Sur les autoroutes ou en TGV, nous nous lançons vers le but à atteindre sans souci des paysages traversés, écartelés : perforation du pays, violence de la vitesse et viol de l’étendue, pour reprendre les frappantes métaphores organiques de Paul Virilio1. Impression d’agression et de dépossession que nous infligeons aux paysages ou que les nouveaux outils de locomotion nous infligent à nous-mêmes. S’engage une course-poursuite avec le monde, où nous nous efforçons de voir quand même : « Course avec la lumière », « Longer le brouillard », pour reprendre les titres de vidéos que l’écrivain Arnaud Maïsetti insère dans ses Carnets en ligne2. Si nous sommes désormais prisonniers de cette « épilepsie contagieuse », essayons cependant de nous saisir « de ce qui passe en tant que passage précisément.

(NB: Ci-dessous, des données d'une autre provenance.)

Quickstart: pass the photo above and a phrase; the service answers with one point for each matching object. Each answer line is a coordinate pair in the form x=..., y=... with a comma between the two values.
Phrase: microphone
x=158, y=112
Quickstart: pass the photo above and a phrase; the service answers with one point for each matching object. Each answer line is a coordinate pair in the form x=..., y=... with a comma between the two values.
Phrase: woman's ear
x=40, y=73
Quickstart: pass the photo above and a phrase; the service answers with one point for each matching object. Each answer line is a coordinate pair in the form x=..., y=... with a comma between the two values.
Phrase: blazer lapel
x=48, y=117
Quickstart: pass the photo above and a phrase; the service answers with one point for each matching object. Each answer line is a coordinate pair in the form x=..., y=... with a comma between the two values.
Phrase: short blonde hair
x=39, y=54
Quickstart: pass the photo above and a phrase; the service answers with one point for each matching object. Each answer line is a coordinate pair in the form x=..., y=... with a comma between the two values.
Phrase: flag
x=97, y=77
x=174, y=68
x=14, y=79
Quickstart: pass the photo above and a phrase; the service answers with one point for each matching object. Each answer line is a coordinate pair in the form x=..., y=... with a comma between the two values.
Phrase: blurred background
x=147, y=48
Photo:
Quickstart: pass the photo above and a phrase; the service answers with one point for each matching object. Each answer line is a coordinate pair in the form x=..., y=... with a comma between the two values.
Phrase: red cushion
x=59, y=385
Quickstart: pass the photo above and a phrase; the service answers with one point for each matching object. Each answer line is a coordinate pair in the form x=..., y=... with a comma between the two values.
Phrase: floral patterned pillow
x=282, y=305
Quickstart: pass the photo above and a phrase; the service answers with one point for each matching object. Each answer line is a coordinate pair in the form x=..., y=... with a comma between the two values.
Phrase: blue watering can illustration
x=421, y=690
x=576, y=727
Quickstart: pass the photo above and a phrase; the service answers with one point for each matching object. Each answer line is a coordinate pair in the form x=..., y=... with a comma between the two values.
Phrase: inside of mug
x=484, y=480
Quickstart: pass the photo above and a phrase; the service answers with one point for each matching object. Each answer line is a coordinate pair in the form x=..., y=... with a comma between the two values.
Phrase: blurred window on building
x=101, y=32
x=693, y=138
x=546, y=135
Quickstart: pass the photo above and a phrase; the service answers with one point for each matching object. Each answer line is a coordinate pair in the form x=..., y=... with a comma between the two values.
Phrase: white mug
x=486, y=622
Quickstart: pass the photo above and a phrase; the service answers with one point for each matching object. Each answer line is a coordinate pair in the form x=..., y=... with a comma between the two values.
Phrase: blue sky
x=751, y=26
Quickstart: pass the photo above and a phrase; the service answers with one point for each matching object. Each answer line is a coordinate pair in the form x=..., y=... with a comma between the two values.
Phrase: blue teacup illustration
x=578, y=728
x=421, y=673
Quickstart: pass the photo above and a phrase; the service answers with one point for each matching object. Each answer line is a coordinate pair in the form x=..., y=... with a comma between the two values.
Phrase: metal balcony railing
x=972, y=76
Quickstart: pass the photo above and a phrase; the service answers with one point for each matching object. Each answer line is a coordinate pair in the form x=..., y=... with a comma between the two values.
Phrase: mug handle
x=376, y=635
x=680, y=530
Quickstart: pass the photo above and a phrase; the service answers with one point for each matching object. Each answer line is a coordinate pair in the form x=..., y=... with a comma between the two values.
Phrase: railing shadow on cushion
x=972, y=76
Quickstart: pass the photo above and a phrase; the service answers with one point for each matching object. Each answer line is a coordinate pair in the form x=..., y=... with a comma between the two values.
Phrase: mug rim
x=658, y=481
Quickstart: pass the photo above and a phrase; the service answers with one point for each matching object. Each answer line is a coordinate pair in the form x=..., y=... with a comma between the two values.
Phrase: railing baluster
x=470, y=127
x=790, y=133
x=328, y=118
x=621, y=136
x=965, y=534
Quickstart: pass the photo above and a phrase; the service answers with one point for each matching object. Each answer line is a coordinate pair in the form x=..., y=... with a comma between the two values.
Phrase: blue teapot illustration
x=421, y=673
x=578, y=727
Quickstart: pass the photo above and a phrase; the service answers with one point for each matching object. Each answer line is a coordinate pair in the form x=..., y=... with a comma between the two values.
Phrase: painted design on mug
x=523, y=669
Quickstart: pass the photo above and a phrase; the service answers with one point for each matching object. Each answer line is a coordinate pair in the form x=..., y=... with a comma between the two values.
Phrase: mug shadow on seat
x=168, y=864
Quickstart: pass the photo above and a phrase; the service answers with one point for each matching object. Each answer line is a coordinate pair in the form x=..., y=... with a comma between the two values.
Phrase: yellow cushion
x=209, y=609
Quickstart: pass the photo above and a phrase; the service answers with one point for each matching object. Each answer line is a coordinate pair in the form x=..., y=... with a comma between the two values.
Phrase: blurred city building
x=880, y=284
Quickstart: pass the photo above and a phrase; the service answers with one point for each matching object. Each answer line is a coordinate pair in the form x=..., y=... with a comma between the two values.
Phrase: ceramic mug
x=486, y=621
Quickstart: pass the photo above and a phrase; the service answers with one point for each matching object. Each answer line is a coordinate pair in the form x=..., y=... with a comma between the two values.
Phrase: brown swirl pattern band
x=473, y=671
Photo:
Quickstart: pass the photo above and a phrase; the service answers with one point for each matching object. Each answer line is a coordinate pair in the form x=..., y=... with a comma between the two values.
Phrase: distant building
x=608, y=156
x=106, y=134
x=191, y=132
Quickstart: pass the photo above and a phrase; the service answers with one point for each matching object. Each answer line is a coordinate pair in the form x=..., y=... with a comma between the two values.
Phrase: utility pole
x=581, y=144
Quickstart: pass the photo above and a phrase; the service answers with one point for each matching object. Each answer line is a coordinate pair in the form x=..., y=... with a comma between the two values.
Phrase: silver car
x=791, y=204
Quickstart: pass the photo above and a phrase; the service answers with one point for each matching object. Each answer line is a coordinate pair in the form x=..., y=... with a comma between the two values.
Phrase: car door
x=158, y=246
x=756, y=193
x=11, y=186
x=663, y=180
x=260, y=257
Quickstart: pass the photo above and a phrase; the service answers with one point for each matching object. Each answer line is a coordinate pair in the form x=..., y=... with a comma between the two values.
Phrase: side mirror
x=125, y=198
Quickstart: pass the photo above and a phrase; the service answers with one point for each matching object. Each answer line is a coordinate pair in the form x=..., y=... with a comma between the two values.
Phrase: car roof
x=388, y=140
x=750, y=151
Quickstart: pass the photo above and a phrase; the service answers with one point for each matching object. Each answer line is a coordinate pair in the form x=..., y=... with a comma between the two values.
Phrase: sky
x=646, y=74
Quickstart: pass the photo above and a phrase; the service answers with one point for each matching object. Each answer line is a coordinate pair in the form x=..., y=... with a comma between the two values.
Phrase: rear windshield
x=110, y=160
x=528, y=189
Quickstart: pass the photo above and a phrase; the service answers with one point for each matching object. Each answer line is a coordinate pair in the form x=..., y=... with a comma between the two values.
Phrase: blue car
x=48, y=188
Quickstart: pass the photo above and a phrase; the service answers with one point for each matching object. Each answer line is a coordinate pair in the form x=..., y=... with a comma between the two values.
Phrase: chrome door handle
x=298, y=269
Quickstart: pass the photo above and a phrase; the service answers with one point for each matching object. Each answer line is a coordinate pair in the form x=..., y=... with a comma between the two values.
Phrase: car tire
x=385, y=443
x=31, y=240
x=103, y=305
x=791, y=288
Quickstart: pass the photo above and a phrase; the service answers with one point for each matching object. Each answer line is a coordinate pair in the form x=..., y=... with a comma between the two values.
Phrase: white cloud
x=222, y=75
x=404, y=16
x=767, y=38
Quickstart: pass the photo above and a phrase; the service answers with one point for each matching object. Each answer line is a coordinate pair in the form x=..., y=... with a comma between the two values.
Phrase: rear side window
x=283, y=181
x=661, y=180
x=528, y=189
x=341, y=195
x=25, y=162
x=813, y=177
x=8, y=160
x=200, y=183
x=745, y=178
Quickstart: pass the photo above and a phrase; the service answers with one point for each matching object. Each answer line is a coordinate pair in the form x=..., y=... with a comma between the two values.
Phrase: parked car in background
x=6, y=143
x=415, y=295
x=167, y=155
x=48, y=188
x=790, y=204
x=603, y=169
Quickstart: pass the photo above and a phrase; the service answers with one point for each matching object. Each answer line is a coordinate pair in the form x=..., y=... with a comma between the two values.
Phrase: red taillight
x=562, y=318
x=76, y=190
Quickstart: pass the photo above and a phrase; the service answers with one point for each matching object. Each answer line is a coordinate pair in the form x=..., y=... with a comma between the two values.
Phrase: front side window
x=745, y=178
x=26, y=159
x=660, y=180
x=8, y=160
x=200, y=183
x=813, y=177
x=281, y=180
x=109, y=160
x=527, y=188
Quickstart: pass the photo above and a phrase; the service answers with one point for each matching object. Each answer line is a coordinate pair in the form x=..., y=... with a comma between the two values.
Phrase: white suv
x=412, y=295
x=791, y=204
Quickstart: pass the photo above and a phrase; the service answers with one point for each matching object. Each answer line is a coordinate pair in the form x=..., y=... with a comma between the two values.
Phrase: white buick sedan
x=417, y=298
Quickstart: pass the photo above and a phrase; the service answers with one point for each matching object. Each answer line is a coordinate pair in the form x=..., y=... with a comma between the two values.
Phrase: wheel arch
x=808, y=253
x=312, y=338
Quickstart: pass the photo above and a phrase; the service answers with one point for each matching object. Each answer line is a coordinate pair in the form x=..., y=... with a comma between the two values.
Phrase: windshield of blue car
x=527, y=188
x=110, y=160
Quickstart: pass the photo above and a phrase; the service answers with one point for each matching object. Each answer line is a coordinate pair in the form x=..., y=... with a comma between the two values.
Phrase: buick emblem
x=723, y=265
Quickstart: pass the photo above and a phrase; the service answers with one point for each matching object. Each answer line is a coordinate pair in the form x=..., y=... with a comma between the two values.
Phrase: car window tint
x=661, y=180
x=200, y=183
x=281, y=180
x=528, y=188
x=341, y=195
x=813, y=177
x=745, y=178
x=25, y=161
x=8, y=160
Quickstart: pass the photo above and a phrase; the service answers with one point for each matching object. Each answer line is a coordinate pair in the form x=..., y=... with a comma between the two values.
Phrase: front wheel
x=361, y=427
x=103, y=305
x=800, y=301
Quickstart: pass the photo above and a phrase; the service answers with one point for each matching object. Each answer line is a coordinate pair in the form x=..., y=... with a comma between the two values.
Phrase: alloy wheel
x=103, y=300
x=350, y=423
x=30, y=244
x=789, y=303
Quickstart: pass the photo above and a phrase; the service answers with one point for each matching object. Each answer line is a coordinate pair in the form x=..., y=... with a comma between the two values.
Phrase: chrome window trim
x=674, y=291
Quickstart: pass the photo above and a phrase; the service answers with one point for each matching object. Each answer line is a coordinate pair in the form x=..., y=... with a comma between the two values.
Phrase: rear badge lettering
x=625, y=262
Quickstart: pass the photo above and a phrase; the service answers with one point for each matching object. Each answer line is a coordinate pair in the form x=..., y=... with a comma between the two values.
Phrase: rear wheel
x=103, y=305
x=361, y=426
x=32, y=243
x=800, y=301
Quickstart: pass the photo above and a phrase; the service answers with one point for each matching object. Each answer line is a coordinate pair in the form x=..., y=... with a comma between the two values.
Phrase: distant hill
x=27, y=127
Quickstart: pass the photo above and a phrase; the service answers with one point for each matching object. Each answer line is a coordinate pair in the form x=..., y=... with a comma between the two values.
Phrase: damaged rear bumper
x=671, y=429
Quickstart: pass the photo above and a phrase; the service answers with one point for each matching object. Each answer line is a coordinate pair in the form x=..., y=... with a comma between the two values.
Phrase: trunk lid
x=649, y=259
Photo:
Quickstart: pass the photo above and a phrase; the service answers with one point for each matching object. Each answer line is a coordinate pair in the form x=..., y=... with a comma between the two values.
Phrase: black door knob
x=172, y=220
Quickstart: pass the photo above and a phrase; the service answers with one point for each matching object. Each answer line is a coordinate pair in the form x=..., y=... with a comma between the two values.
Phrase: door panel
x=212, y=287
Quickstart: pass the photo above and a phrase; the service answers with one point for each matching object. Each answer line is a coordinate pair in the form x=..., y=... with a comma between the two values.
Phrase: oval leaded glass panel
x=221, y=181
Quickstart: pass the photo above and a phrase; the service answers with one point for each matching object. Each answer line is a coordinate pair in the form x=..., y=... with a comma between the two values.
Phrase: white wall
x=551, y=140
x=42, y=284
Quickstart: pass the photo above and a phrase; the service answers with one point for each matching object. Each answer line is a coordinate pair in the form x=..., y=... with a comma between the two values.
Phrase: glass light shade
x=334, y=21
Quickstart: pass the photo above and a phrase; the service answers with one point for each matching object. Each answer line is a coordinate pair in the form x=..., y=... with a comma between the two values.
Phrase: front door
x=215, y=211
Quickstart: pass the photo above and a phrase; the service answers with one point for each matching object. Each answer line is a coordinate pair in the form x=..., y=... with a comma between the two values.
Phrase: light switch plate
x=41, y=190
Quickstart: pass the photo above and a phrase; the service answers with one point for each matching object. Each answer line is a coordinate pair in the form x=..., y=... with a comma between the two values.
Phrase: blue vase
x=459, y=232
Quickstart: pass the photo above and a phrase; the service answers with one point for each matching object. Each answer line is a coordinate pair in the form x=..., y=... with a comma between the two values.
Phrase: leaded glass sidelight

Ne rien fixer que des vertiges3 ». C’était déjà un peu le programme de Rimbaud dans sa Saison en enfer, ou de Cendrars dans la Prose du transsibérien : « Le monde s’étire s’allonge et se retire comme un accordéon qu’une main sadique tourmente. »

Dominique Pety

Essayons donc de faire un pas de côté. Arnaud Maïsetti revient sur le beau texte de Julien Gracq, La Presqu’île. Il essaie de photographier, derrière la vitre du train qui passe, le paysage de cette nouvelle4 dont le personnage se demande constamment : « Comment rejoindre ? » Comment entrer en contact avec le monde, et retrouver l’ivresse de « vivre à l’écoute du paysage » ? Comment « l’épeler », « pareil à un sourd qui lit sur les lèvres […] dans l’herbe des bas-côtés et les branchettes figées qui faisaient la haie » ; ou bien, « comme un cycliste dévale une côte, le cœur battant du sentiment de l’espace qui se creuse, de tous les freins lâchés, de ce vent soudain dans les oreilles, si impatient, si pur qu’il semble n’être né nulle part » ? Car le mouvement, quand il ne nous engloutit pas dans sa vitesse, est source de métamorphoses qui nous révèlent des vérités profondes. Le narrateur proustien, qui s’approche en voiture des clochers de Caen, devenus dans la Recherche du temps perdu clochers de Martinville, comprend, à voir les recompositions du paysage en fonction de la distance, que nous voyageons aussi dans les profondeurs de notre mémoire vers des paysages déposés il y a longtemps, « gisements profonds de notre sol mental », qui resurgissent, se recomposent, et forment ces « terrains résistants » sur lesquels nous nous appuyons encore.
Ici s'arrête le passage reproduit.